ABEJA DSF

Date: 2017-10-12

Version: 1.0.0

Source Repository:

core library: https://github.com/abeja-inc/dsf_core.git
io library: https://github.com/abeja-inc/dsf_io_tools.git
calculation modules:

What is DSF

DSF(Data Science Framework) is python-based framework to compose and execute data analysis logic.

Let’s get start from installing and creating project.

Purpose

Purpose of DSF is making data scientists more forcussing on logic by supporting points below:

Quick prototyping
Clean and reusable code
System building

Design concepts

1. Complex logic with simple syntax

In DSF, all logics are written by using pipeline. A pipeline starts with data loading tasks and finally ends with data writing tasks after many calculation tasks. This structure help reader understanding.

2. Built-in calculation without implementation

Calculation components define how calculations behave. All you need to do with DSF is choosing calculation components and connect them to a pipeline.

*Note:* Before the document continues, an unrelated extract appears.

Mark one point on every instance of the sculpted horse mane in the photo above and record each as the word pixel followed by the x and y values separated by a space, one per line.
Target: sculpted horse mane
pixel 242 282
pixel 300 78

3. Reusable packaged logics

You can define new calculation components from large pipeline as a calculation component set. Calculation component sets are very useful to manage to accumulate and reuse.

4. Data store interface without implementation

DSF has many types of Data Warehousing rule. One of them probably fit where you want to store data and format of data.

5. Auto scheduling logics

DSF has batch scheduler and executor. This feature automatically schedule and execute your pipeline according to dependence relationship. Schedule interval can be set by cron style.

6. High capacity for big data

It is hard to manipulate very big data in a computer, but DSF can partition data and execute calculation. However it’s slow because there is no parallel processing feature in current version.